From: Kenneth Whistler (kenw@sybase.com)
Date: Fri Aug 30 1996 - 14:19:55 EDT


O.k., some terminological discussion first.

ISO 10646:

        10646 does not make a formal distinction between
        base characters and precomposed (or composite)
        characters. Characters in 10646 are simply the
        elements which are encoded in the standard.

        10646 DOES make a formal distinction between
        combining characters and non-combining characters.

        In 10646 non-combining characters followed by
        one or more combining characters (termed a
        "composite sequence") are associated with a
        resultant "graphic symbol", but that graphic
        symbol does not have status as a character.

Unicode:

        Unicode formally defines base characters,
        decomposable characters, and decomposition.
        Characters in 10646 have base or decomposable
        characteristics, in addition to being the
        elements encoded in the standard.
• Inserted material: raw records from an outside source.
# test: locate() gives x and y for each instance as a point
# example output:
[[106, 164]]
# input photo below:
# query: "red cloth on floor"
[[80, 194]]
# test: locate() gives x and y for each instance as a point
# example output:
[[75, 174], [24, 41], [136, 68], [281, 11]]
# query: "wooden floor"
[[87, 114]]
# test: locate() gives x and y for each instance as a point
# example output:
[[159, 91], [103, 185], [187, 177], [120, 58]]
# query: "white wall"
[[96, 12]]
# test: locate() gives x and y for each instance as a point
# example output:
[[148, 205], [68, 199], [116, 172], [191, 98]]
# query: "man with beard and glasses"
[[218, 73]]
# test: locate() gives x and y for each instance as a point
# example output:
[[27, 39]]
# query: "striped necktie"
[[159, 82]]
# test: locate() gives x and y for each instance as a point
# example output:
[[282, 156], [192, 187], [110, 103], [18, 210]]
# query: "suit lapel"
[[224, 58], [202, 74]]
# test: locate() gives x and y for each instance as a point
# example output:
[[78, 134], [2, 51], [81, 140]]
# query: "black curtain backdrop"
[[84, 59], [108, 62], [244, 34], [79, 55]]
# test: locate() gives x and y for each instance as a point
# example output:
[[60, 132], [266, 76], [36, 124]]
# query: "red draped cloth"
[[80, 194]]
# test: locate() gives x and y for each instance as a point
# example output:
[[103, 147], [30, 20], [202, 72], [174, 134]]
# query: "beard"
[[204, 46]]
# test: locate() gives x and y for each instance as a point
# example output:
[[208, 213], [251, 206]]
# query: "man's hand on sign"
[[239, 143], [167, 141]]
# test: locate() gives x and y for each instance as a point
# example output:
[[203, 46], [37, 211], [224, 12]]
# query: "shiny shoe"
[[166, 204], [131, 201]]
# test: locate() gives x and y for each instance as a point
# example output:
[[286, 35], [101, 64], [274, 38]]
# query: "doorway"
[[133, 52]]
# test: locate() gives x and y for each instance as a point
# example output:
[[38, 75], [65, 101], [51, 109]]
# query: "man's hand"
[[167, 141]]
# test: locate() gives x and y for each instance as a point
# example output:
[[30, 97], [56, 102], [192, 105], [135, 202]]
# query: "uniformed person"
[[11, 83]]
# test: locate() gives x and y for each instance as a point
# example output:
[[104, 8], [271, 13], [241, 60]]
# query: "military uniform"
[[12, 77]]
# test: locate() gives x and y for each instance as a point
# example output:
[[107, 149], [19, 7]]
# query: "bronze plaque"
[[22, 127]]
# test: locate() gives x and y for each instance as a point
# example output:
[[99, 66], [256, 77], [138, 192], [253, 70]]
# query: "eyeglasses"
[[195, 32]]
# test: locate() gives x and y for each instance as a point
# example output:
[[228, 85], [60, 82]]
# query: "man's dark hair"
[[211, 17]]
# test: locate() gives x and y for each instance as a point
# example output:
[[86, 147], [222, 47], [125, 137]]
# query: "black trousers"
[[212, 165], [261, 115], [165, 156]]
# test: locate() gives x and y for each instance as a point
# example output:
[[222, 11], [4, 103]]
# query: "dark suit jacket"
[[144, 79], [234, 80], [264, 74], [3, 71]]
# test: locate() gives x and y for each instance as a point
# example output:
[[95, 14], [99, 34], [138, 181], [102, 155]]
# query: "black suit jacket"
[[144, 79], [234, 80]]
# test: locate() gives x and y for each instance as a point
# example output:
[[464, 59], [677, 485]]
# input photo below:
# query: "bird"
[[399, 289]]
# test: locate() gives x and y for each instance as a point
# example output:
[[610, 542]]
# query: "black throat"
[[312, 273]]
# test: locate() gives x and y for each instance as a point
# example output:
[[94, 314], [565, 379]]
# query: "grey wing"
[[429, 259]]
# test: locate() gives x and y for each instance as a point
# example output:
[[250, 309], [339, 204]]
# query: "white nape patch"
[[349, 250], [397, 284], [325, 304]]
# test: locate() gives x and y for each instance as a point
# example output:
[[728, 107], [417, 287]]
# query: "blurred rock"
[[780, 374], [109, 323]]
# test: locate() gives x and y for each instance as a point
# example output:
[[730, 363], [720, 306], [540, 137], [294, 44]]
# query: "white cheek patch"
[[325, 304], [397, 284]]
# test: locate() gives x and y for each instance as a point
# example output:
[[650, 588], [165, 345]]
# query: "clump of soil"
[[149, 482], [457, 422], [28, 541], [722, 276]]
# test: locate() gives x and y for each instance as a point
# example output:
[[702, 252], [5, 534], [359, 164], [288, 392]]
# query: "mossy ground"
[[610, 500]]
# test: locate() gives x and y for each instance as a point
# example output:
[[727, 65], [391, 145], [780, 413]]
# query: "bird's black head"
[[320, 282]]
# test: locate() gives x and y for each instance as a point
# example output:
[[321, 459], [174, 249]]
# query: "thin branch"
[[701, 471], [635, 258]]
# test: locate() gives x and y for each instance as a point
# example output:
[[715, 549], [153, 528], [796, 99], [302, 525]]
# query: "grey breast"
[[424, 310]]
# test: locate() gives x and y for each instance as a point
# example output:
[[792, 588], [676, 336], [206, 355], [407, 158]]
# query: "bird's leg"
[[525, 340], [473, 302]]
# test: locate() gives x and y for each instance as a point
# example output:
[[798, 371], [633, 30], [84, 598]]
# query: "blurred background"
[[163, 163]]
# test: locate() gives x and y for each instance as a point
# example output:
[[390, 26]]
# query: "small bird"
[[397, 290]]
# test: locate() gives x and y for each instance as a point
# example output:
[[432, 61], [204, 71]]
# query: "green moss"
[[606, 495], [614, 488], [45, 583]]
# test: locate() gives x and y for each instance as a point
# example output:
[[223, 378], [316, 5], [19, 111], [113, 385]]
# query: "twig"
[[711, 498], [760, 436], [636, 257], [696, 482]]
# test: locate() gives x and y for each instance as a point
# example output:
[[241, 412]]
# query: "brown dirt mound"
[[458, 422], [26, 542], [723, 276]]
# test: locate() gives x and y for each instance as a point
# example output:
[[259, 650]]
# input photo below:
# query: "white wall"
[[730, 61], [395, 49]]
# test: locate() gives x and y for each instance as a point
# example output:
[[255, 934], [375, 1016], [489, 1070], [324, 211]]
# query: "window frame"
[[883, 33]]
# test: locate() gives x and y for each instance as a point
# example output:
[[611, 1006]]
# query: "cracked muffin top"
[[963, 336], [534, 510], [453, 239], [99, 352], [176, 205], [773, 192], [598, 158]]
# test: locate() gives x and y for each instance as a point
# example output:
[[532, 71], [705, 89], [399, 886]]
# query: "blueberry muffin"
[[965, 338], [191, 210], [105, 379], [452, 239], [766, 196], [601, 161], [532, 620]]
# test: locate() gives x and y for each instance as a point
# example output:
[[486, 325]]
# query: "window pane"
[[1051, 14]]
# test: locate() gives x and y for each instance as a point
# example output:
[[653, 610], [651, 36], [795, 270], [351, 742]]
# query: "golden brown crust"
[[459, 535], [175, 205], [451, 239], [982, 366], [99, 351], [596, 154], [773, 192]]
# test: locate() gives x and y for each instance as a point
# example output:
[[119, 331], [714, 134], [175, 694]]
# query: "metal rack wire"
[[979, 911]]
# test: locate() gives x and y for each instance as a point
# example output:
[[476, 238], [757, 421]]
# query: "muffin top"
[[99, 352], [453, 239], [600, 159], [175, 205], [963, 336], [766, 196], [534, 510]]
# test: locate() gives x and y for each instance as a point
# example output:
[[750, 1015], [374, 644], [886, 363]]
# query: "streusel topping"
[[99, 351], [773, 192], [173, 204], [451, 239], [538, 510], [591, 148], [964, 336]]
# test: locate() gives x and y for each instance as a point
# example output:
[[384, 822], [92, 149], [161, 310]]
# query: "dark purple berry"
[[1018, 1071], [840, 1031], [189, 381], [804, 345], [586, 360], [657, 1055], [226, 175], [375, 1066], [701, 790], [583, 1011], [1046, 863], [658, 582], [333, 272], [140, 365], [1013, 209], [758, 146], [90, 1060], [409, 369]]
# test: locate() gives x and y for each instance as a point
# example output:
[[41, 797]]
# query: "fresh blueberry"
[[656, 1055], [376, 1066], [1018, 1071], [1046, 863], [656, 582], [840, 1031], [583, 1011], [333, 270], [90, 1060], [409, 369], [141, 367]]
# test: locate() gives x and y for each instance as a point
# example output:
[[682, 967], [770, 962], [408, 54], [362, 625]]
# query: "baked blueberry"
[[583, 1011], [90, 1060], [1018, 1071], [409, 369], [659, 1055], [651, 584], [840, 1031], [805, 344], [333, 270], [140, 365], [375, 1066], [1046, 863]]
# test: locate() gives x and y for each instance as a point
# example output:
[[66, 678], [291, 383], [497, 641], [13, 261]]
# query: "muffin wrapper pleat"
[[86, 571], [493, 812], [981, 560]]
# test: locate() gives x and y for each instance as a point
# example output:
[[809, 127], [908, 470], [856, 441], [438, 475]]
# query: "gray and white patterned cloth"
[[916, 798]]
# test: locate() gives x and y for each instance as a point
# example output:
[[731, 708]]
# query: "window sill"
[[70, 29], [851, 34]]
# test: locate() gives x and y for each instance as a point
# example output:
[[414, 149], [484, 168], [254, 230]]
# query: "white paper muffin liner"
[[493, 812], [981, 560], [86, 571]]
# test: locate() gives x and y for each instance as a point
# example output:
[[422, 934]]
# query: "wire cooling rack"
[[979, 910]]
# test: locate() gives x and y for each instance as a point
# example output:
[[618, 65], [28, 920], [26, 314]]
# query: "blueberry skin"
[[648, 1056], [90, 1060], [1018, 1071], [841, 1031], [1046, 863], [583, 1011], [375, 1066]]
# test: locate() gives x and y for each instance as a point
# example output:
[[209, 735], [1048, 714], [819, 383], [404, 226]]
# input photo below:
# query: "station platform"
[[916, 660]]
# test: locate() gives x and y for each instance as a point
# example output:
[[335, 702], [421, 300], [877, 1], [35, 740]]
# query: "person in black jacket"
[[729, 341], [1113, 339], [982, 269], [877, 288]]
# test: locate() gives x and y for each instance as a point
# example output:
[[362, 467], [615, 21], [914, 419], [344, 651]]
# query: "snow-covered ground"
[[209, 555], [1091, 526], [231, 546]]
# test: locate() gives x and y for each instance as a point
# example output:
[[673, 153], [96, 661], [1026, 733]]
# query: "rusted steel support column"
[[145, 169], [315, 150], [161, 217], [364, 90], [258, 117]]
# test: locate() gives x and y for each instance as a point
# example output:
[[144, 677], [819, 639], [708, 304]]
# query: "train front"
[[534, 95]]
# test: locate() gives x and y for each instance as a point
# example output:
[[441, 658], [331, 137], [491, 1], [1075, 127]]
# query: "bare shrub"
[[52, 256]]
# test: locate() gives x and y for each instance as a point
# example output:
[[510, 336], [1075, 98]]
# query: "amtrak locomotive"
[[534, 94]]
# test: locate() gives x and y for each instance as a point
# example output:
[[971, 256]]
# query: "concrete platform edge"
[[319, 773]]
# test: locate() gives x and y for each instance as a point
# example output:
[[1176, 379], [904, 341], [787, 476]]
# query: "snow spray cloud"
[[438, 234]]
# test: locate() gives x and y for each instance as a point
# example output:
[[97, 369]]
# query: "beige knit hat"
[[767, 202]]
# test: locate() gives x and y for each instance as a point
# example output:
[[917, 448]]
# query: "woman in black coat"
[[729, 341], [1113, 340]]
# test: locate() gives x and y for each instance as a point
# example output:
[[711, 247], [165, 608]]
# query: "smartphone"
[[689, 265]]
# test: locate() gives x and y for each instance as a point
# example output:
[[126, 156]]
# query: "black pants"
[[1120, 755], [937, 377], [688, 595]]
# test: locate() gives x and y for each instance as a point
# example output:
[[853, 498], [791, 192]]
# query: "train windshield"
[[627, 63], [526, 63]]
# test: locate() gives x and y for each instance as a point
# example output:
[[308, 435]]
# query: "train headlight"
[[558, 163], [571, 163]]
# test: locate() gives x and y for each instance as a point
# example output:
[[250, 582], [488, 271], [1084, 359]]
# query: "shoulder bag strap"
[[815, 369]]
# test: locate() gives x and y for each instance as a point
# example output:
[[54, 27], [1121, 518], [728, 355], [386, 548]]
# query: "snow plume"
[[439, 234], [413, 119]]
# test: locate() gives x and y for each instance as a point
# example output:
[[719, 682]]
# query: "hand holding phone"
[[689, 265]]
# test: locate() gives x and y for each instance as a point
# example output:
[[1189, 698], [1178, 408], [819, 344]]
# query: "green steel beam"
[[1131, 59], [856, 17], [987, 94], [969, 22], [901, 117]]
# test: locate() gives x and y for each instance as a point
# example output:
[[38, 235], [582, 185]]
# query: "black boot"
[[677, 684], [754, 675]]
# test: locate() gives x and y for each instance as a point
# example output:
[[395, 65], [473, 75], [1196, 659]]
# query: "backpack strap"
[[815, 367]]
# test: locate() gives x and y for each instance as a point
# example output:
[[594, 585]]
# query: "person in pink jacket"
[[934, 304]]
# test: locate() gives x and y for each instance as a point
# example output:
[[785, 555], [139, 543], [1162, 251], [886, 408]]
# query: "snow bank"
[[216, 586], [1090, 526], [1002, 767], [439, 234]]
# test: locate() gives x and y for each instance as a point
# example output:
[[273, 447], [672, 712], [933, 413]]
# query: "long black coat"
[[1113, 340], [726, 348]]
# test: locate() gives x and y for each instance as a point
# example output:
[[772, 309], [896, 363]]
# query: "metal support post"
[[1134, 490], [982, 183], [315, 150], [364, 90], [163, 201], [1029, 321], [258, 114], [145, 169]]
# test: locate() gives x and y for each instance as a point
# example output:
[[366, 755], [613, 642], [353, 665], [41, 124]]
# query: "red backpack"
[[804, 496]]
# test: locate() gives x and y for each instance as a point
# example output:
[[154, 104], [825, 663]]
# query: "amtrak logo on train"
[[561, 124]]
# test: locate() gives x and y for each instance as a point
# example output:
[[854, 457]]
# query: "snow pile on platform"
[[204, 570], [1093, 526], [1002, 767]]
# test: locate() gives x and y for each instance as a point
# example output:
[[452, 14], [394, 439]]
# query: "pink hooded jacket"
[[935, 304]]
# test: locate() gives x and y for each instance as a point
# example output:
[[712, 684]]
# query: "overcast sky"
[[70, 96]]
        Unicode makes the same formal distinction between
        combining characters and non-combining characters
        as 10646.

        Unicode formally defines canonical equivalence
        between base characters followed by combining
        characters (of the subtype non-spacing marks),
        and any character whose decomposition has the
        same combining character sequence.

The upshot of this is that for the 10646 formalists:

        U+0041 A + U+0301 COMBINING ACUTE ACCENT has a
        graphic symbol that looks like U+00C1 LATIN CAPITAL
        LETTER A WITH ACUTE, but it isn't the same as U+00C1.

For the Unicode formalists:

        U+0041 A + U+0301 COMBINING ACUTE ACCENT is
        canonically equivalent to U+00C1 LATIN CAPITAL
        LETTER A WITH ACUTE, and there are conformance
        implications which prevent interworking processes
        from enforcing a distinction in interchange, though
        it may observe a distinction in processing.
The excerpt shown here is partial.